The test: can a new engineer understand what this pipeline does, debug it when it breaks, and extend it safely - without asking anyone?
Pipeline: [name]
Owner: [team or person]
Purpose: [1-2 sentences on why this pipeline exists and what decision it enables]
Source systems: [list of upstream data sources]
Destination: [where data lands - warehouse, lake, API, etc.]
Schedule: [batch frequency or streaming latency SLA]
Data volume: [approx rows/day or GB/day]
SLA: [when downstream consumers need data available by]
Draw or describe each stage linearly:
[Source] → [Ingest] → [Raw/Landing Zone] → [Transform] → [Serving Layer] → [Consumer]
For each stage, document:
For each source, specify the contract:
Source: [system name]
Schema: [fields and types]
Delivery method: [push/pull, API, file drop, CDC, etc.]
Delivery frequency: [real-time / hourly / daily]
SLA: [when source guarantees data is available]
Schema change policy: [how the source team notifies of changes]
Known quirks: [nulls in required fields, late-arriving data, duplicates, etc.]
For the output, specify the guarantee:
Output table/topic: [name]
Schema: [fields and types]
Freshness SLA: [data is no older than X]
Completeness guarantee: [how to detect missing data]
Deduplication: [how duplicates are handled]
For each non-trivial transformation, explain:
Example:
Transform: revenue_attribution
What: assigns each order to the last marketing touch within 30 days
Why: finance requires last-touch model per FY23 attribution policy
Assumptions: user_id is consistent across sessions (not always true for guests)
Edge cases: guest checkouts with no touch - attributed to "direct"
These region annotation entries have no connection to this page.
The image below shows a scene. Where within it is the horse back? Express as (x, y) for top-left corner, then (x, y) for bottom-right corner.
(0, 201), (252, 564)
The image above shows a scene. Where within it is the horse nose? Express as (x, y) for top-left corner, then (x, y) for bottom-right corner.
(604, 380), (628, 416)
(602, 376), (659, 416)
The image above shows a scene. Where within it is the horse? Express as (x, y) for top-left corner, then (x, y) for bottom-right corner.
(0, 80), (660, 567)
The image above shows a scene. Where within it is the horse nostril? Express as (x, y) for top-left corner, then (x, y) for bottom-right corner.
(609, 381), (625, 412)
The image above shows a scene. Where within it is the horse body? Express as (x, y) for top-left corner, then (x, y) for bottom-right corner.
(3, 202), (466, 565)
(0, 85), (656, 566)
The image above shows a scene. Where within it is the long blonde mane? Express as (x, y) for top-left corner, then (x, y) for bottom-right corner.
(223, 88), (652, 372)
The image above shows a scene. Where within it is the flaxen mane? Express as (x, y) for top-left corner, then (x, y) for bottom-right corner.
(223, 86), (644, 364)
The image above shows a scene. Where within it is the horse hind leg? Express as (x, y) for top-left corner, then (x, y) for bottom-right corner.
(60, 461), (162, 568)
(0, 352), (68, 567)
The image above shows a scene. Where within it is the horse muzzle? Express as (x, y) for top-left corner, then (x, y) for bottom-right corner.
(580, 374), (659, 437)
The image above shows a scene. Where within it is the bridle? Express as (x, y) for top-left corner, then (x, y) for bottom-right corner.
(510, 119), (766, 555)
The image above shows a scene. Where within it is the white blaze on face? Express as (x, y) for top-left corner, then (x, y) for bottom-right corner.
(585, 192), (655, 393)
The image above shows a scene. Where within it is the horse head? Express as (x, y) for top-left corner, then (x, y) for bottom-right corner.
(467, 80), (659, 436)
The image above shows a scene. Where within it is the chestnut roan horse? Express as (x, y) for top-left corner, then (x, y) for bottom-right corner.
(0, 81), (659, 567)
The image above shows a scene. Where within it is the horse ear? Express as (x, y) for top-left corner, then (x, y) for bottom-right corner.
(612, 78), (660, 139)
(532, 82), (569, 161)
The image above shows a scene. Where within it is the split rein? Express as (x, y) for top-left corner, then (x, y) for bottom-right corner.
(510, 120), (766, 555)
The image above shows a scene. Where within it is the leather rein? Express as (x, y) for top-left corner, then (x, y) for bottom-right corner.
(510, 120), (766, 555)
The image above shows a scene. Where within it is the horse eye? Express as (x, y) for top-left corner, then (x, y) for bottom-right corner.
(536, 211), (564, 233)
Failure mode: [source is late / schema change / job fails mid-run]
Impact: [what downstream consumers experience]
Detection: [how we know it's happening - alert name or monitoring link]
Recovery:
1. [first action]
2. [verify: command or query]
3. [reprocessing steps if data needs backfill]
Escalate if: [condition that exceeds this runbook]
1. Happy path only Bad: "The pipeline reads from Postgres and loads to BigQuery daily." Good: Document what happens when Postgres is slow, when a schema column is dropped, when the daily job misses its window.
2. Undocumented assumptions Bad: "Joins on user_id." Good: "Joins on user_id. Assumes user_id is stable post-registration. Guest users (user_id = null) are excluded from this join and handled in the guest_orders pipeline."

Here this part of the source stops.